If you happen to still own a Google Glass unit, yesterday's mysterious update of the MyGlass companion app might have had you thinking about dusting off the headset to see if it could still hold a charge... If you could ever really say Glass held a charge. In possibly the biggest tease (or troll) for Glass owners, today brings an even bigger surprise: New firmware. Yes, if you leave Glass connected to the Internet for a little while, it should download and install the brand new XE23 update.


Google posted release notes to go alongside the new release. Only two items were listed, one of which being the all too familiar "bug fixes and performance improvements" line. However, the other line calls for the addition of support for Bluetooth input devices. This might sound like old news since many people have used keyboards with Glass in the past, but it necessitated a third party app to manage your Bluetooth connections. The new firmware includes a built-in manager for pairing and forgetting wireless hardware.

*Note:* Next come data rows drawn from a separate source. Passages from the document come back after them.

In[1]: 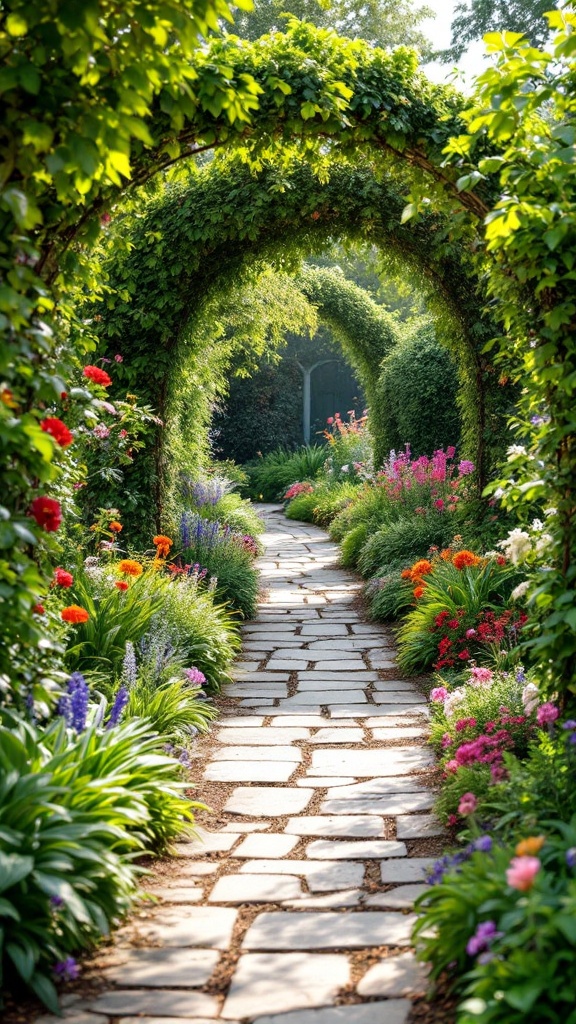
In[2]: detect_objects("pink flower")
[536,702,560,725]
[506,857,542,893]
[458,793,478,818]
[470,666,494,686]
[430,686,448,703]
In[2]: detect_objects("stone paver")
[53,507,442,1024]
[221,952,349,1020]
[243,910,416,949]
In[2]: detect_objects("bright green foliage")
[0,715,194,1012]
[439,0,559,62]
[358,512,454,578]
[415,818,576,1024]
[371,322,461,458]
[126,678,217,742]
[438,7,576,691]
[246,444,328,502]
[398,559,520,672]
[234,0,431,52]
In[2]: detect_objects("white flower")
[496,527,532,565]
[444,686,466,718]
[534,534,553,555]
[510,580,530,601]
[522,683,540,715]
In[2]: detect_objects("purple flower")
[57,672,90,732]
[52,956,80,981]
[106,686,129,729]
[184,668,206,686]
[536,701,560,725]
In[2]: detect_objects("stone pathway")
[41,507,442,1024]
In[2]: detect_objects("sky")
[414,0,485,89]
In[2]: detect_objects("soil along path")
[42,506,442,1024]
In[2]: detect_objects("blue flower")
[106,686,129,729]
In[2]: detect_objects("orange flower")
[60,604,90,623]
[516,836,546,857]
[410,558,434,580]
[152,534,174,558]
[116,558,143,577]
[452,549,482,569]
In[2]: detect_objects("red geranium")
[40,416,74,447]
[54,568,74,587]
[30,498,61,534]
[82,367,112,387]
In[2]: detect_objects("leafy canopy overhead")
[226,0,434,54]
[440,0,559,62]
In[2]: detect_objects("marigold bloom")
[82,367,112,387]
[506,857,542,893]
[452,550,482,569]
[30,498,61,534]
[40,416,74,447]
[53,568,74,587]
[516,836,546,857]
[152,534,174,558]
[116,558,143,577]
[60,604,90,623]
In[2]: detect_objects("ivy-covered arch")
[98,157,502,536]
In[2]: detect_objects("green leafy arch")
[98,158,502,536]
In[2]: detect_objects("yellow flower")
[116,558,143,577]
[516,836,546,857]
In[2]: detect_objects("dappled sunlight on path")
[43,506,442,1024]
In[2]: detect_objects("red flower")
[30,498,61,534]
[40,416,74,447]
[53,568,74,587]
[60,604,90,623]
[82,367,112,387]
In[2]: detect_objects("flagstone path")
[41,507,442,1024]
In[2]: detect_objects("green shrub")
[0,714,195,1012]
[397,553,521,673]
[340,522,368,569]
[415,818,576,1024]
[358,512,454,578]
[181,512,259,618]
[244,444,328,502]
[378,323,461,457]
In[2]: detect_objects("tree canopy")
[439,0,559,62]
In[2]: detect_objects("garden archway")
[94,158,502,536]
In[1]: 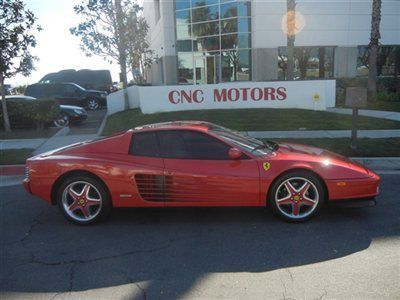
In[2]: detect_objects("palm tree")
[286,0,296,80]
[368,0,382,97]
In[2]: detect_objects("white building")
[144,0,400,85]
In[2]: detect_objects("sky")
[6,0,142,86]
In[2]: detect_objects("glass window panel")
[221,18,250,33]
[221,2,237,19]
[237,2,251,17]
[176,25,191,40]
[192,5,219,23]
[237,18,251,32]
[192,21,219,36]
[175,0,190,10]
[221,33,251,49]
[178,52,193,84]
[176,10,190,25]
[221,50,251,82]
[193,36,219,51]
[176,40,192,52]
[192,0,218,7]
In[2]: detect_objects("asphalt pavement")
[0,175,400,299]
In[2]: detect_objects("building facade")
[143,0,400,85]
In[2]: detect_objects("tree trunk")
[286,0,296,80]
[318,47,325,78]
[368,0,382,99]
[0,72,11,132]
[115,0,129,110]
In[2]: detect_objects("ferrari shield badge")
[263,162,271,171]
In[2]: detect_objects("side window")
[63,84,78,96]
[129,132,160,157]
[158,130,230,160]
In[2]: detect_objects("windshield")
[210,124,278,156]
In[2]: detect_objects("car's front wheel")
[87,98,100,110]
[57,176,111,225]
[269,171,326,222]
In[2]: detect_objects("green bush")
[374,92,400,102]
[336,77,400,106]
[0,99,60,129]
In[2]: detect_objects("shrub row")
[336,77,400,105]
[0,100,60,129]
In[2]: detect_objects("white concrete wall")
[107,86,140,115]
[107,80,336,115]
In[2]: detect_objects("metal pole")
[350,107,358,150]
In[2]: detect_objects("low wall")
[107,86,140,115]
[107,80,336,114]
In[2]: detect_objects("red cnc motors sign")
[168,86,287,104]
[135,80,335,113]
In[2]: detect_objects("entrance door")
[194,56,216,84]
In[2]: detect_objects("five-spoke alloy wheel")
[269,171,325,222]
[57,176,111,225]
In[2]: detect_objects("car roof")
[133,121,215,131]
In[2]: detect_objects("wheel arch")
[265,167,329,206]
[51,170,112,205]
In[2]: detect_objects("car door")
[129,131,165,205]
[157,130,260,206]
[57,84,84,106]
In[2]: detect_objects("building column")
[163,55,178,85]
[334,47,358,78]
[251,48,278,81]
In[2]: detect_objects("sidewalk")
[326,107,400,121]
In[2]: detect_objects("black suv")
[25,82,107,110]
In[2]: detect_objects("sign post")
[346,87,367,150]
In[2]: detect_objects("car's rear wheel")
[87,98,100,110]
[53,113,69,127]
[269,171,326,222]
[57,176,111,225]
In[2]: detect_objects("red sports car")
[24,121,379,224]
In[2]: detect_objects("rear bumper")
[326,172,380,201]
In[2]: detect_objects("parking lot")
[0,175,400,299]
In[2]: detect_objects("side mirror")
[229,148,243,159]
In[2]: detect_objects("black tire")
[267,171,326,222]
[57,175,112,225]
[86,98,100,110]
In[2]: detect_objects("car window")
[63,84,79,96]
[129,132,160,157]
[158,130,231,160]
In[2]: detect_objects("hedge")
[0,99,60,129]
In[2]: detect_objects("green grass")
[0,128,60,140]
[268,138,400,157]
[102,109,400,135]
[0,148,35,165]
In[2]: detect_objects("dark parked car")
[6,95,87,127]
[25,82,107,110]
[38,69,113,93]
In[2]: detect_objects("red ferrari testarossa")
[24,121,379,224]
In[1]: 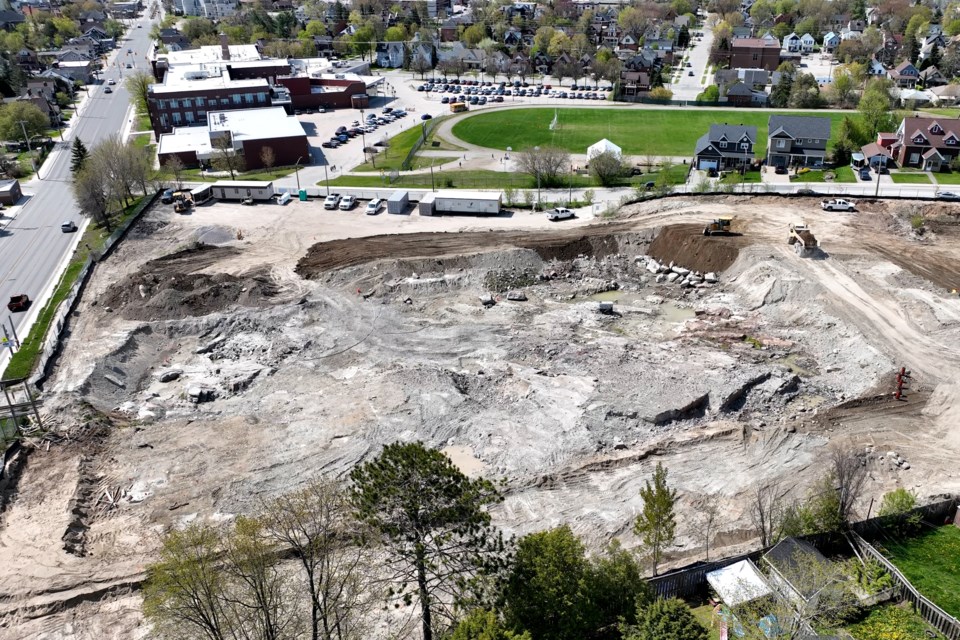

As you can see from the screens, setup is pretty straight forward and works like it would with any Android device. Keyboard input is fast and inexplicably fun to use. Left and right arrow keys work like swipes back and forth (respectively), the Enter key works like a tap, and Escape is mapped to a swipe down, even turning off the display in the main row of cards. Unfortunately, the arrow keys don't work consistently throughout the interface; they're flawless in the Settings section and on context menus, but tend to get hung up on the primary row of cards and don't operate at all in apps like Hangouts (except in the context menu). Unfortunately, the rest of the keys are basically useless because the Glass interface doesn't use standard text boxes.

Oh, you can also connect a mouse and see a cursor if you move it around. It won't do anything of value with regular Glass cards, but it can work on sideloaded apps and launchers if you really want to hack around.


Seeing as the last update (XE22) was nearly three years ago, it's still not clear if Glass is getting some degree of support again, either officially or from a sympathetic Googler with time to kill. Glass did continue to see new hardware and software by some of Google's partners, so this update may be a small token that trickled out from there. On the other hand, somebody could be flushing the pipes of the last little bit of unreleased work.

It's too early to raise the proposition that a new version of Glass may be in the works, but it might not be too crazy now that Google Assistant is in the mainstream and much of the banner functionality of Glass has been refined in projects like Android Wear and Auto. Whatever the real story may be, current Glass owners should take the opportunity to pull out the headset and give XE23 a try.